Marisol se puso nerviosa y replicaba que debía ir a trabajar. Agregó que necesitaría licencia, pero la tranquilizaron con que el Minsal había dictaminado que todas las personas que ingresaron al país, a contar del día anterior de su llegada, estaban en cuarentena automática y que no tendrían problemas de corte laboral.
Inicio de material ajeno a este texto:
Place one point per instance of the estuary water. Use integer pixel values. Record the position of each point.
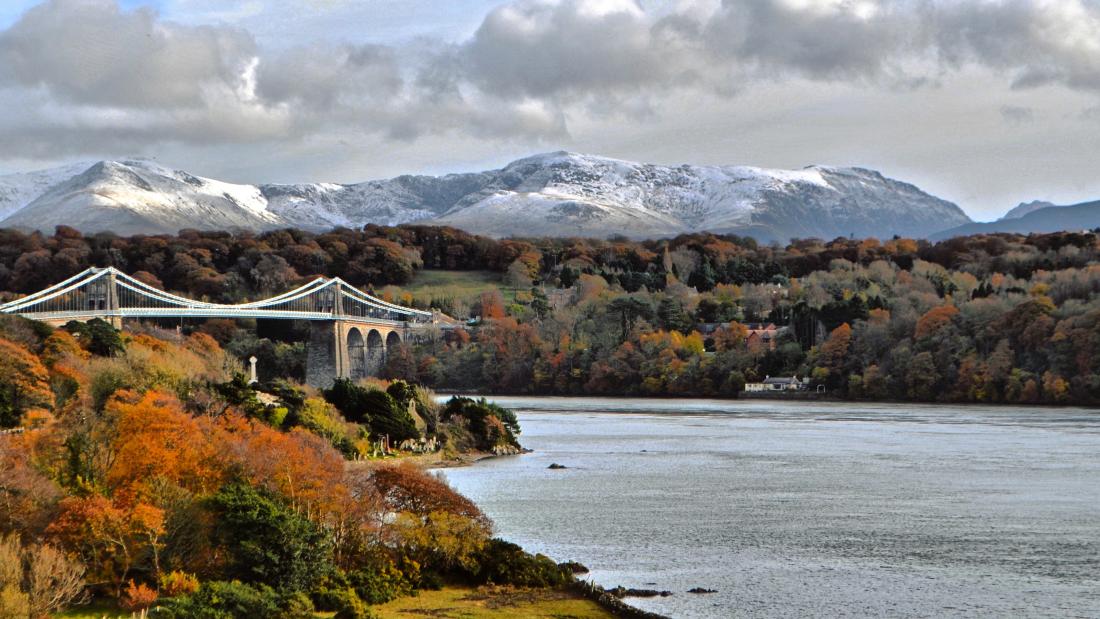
(809, 509)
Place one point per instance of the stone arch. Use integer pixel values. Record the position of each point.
(375, 352)
(358, 364)
(394, 339)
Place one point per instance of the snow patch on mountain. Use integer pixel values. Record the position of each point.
(552, 194)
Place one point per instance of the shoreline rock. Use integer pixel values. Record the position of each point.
(612, 604)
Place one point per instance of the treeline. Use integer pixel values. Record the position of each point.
(229, 267)
(988, 318)
(141, 470)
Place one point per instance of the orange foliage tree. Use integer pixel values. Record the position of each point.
(24, 383)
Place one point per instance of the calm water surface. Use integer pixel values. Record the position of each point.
(805, 509)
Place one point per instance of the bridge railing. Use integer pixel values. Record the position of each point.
(110, 293)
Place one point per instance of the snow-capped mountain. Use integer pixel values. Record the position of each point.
(556, 194)
(138, 197)
(17, 190)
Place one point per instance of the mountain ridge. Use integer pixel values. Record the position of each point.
(1082, 216)
(558, 194)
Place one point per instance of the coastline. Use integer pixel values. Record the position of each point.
(587, 589)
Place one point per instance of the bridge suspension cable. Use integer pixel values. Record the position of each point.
(112, 294)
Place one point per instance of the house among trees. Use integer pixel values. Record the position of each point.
(761, 335)
(778, 384)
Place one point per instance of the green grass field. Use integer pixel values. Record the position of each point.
(492, 603)
(450, 603)
(463, 286)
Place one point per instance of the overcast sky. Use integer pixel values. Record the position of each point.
(983, 102)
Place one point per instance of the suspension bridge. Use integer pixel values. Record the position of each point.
(350, 330)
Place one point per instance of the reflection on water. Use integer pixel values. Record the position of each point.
(810, 509)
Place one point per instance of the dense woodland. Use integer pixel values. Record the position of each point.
(988, 319)
(141, 468)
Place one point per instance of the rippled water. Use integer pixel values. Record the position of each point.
(795, 509)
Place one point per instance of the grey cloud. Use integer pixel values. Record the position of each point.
(91, 53)
(1018, 114)
(538, 48)
(102, 78)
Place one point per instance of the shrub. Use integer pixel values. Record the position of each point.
(138, 597)
(381, 579)
(505, 563)
(36, 581)
(344, 601)
(222, 600)
(296, 606)
(97, 336)
(491, 424)
(373, 407)
(177, 583)
(322, 419)
(267, 542)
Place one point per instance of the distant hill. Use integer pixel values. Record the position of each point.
(549, 195)
(1085, 216)
(1024, 208)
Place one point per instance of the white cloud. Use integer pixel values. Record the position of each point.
(86, 77)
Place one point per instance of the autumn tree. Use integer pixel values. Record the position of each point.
(24, 383)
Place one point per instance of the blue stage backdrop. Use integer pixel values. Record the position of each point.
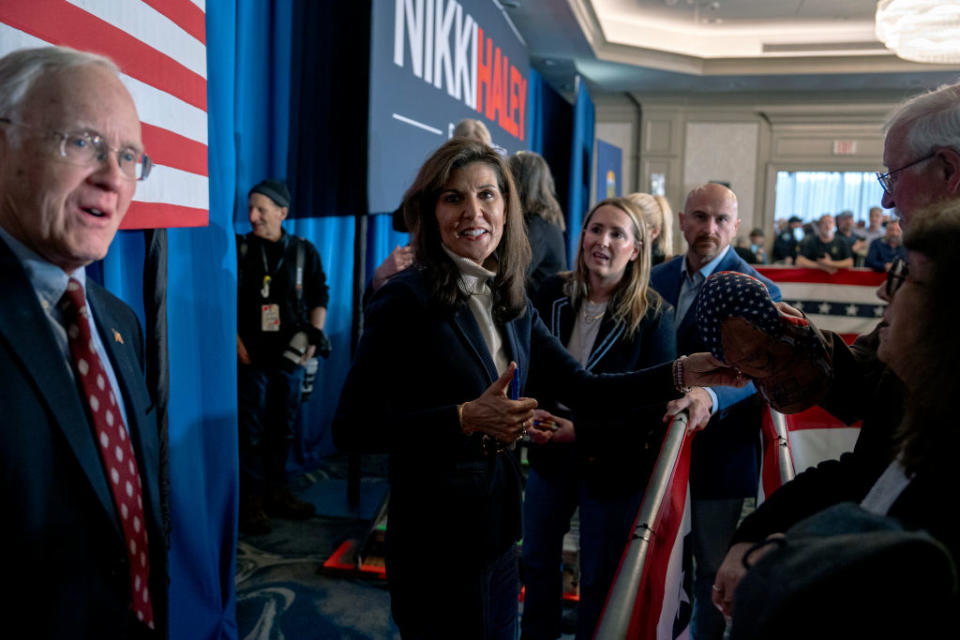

De los 14 días de cuarentena (el período de incubación es cerca de 5,1 días), recién lleva dos, contando el día de llegada, y ya siente que es demasiado.
El encierro
Abarca toma el teléfono y habla con una voz normal, sin evidenciar ninguna tos o algo que signifique un posible resfriado o contagio. Dice que su hija le dejó el celular sobre una mesa, para que ella luego lo tomara. No pueden estar juntas ni tocarse. No ha tenido que tomar ningún medicamento y comenta que le dijeron que debía estar sola en un lugar estable, como su habitación. Su alivio es que, al menos, puede tener la puerta abierta.
De los 14 días de cuarentena (el período de incubación es cerca de 5,1 días), recién lleva dos, contando el día de llegada, y ya siente que es demasiado. Al llegar a casa iba a tener un asado familiar que se tuvo que postergar. Sin embargo, reconoce que su familia ha comprendido la extraña y compleja situación. Están apoyándola, aunque no estén físicamente a su lado. “¡Mamá, está lista tu comida!”, grita Carolina, su hija, avisándole a Marisol que es la hora de la comida, un cariño que fluye a larga distancia. Y con gritos, de habitación a habitación.
Respecto a otras actividades como ir al baño o acceder a la cocina, Marisol relata que puede ir sin problemas, siempre y cuando su hija no esté en ese momento. Se turnan. Por ahora, el mayor inconveniente ha sido tener que faltar al trabajo y poner en pausa el ritmo natural de sus obligaciones.
“Con el resto no he tenido dificultades, ya que no tengo niños acá, ni nada por lo que preocuparme”, aclara. Pero ella sabe que le quedan cerca de diez días aún de esa extraña reclusión domiciliaria, un régimen que la tendrá incómoda, expectante y en cuarentena, siempre atenta y esperanzada de que ni una pequeña tos se atreva a apoderarse de su cuerpo.